Right before you have sex with her, say you want to tie her up. After she's all tied up at all corners of the bed, in walks "Dr. Feldman the Liposuction Dr." Honey, this is an intervention...

Then hit her in the head with a bat, so she doesn't feel any pain.
 
1. Get a CD of tuba music loaded up in the stereo.

2. Use the remote to unpause it every time she starts walking around your pad.

It was funny on Family Guy.
 
BIKINIMOM said:
Velvett I think you took that the wrong way.

Men are VERY visual creatures so you can't be angry with a man for this point of view. Actually I feel that he should be commended for this approach. Not a lot of men would even go on a date with a woman unless he wanted to jump her bones from the word go, let alone have a relationship to see if his attraction could grow.

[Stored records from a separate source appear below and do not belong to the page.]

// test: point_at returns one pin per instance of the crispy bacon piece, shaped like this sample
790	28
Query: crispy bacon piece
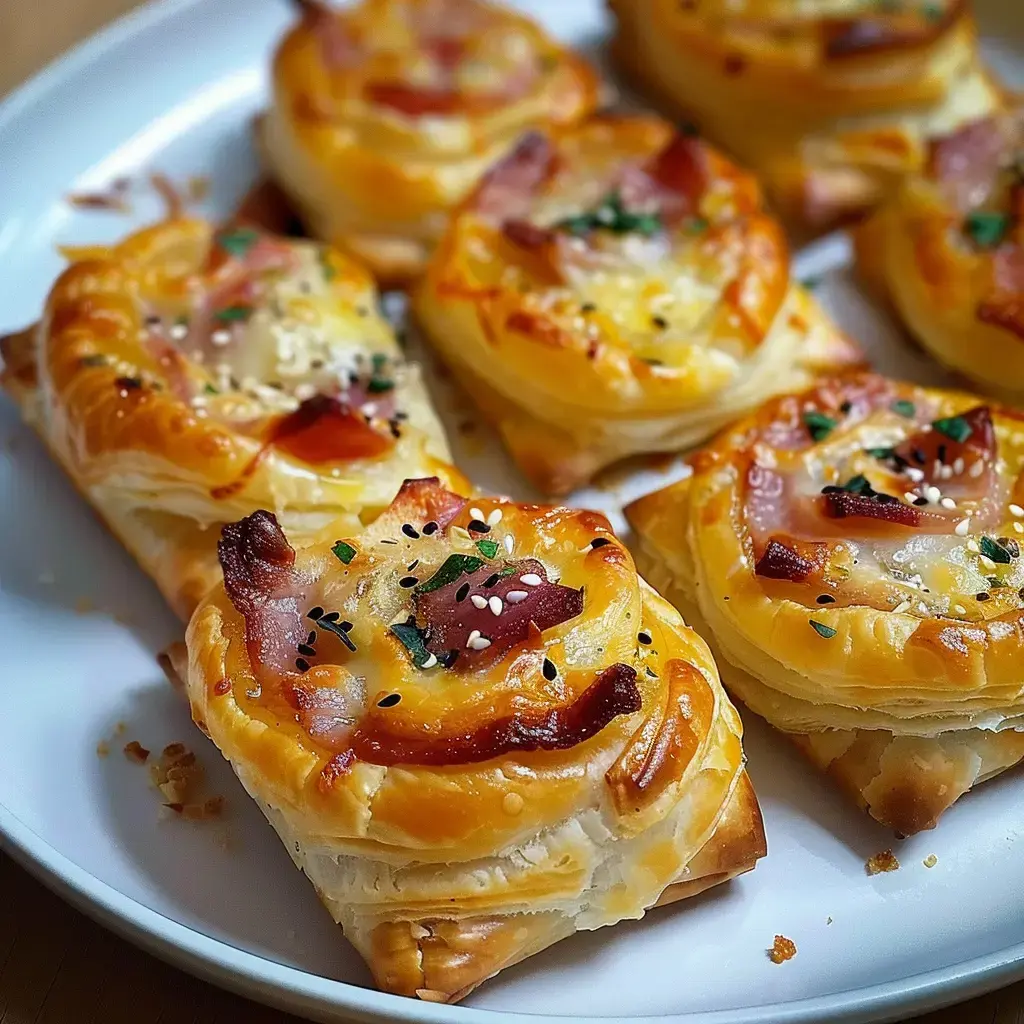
967	162
449	621
507	188
265	588
614	692
779	561
844	505
327	429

Women are the ones who warm slowly. Men decide sometimes in a nanosecond (based on a woman's physical appearance alone) whether or not they would even give a female the time of day regardless of what a stellar human being she is.

You can't be upset with Perkele for being honest.


Who's angry? :confused:

Why be involved with someone that is not your type and expect them to change so you can stand to look at them and be aroused?

I don't see the logic in that.

If she wasn't buzzing up around him after being divorced - he'd not give her the time of day beyond the friendship that already existed between them.

He should cut her loose and find another girl that suits his needs.

I am at most expressing my opinion - no one has to argree with me or take my advice.
 
perkele said:
Few = +20lbs



When you find a woman who has more than her share of inner beauty, yet bit too chubby to get you really turned on. Then you really need to know how to tell her where's the problem, in the nicest way possible.


look fatty...hit the gym
 
BIKINIMOM said:
I disagree.

Men are visual and for the most part superficial in this regard. A man needs to have all of his senses aroused before he will want to pursue emotional intimacy with a woman whereas women need to have their emotional needs stimulated/met before they will want to become physical - herein lies one of the biggest sources of frustration and miscommunication between the sexes. Strangely enough we both want the same thing. Problem is we (by design) approach from completely opposite angles.


He's not into thick chicks and she is one, he said himself that he's giving her a chance because she's showing interest in him, he knows her and she's a nice person.

This men are visual hoopla doesn't apply when the man chooses to be involved with someone that he already knows he is not attracted to.

It's insanity.

Imagine a man telling you that you have to gain 50lbs and dye your hair blond because he can't get aroused looking at you otherwise and then belittles your looks because of his own choices.

My critism is not with what someone likes or dislikes it is for an individual to knowingly make a choice that they don't like and then expects someone else to take responsibilty in fixing it for them.
 
get out your camera and say you want to take her picture. Then look through the viewfinder, frown, and take a few steps backs. Keep doing this until you're about 100 yards away.
 
musclemom said:
Perk, take it as I'm saying it, respect the woman enough to say to her, "I think you're a wonderful person and would hate to do anything to ruin our friendship but I respect you far to much to lead you on in any way, you're just not the physical type I go for." If she asks what you mean, then tell her you go for slimmer ladies. That way you're being dead honest, the decision as to whether to lose weight or not is entirely up to her and she can also decide how she feels about how much you value appearance. She might think you're too shallow and will just back off. Either way, problem solved.

It's been my experience that trying to sugar coat honesty backfires in the end.


To be dead honest would probably be the best thing.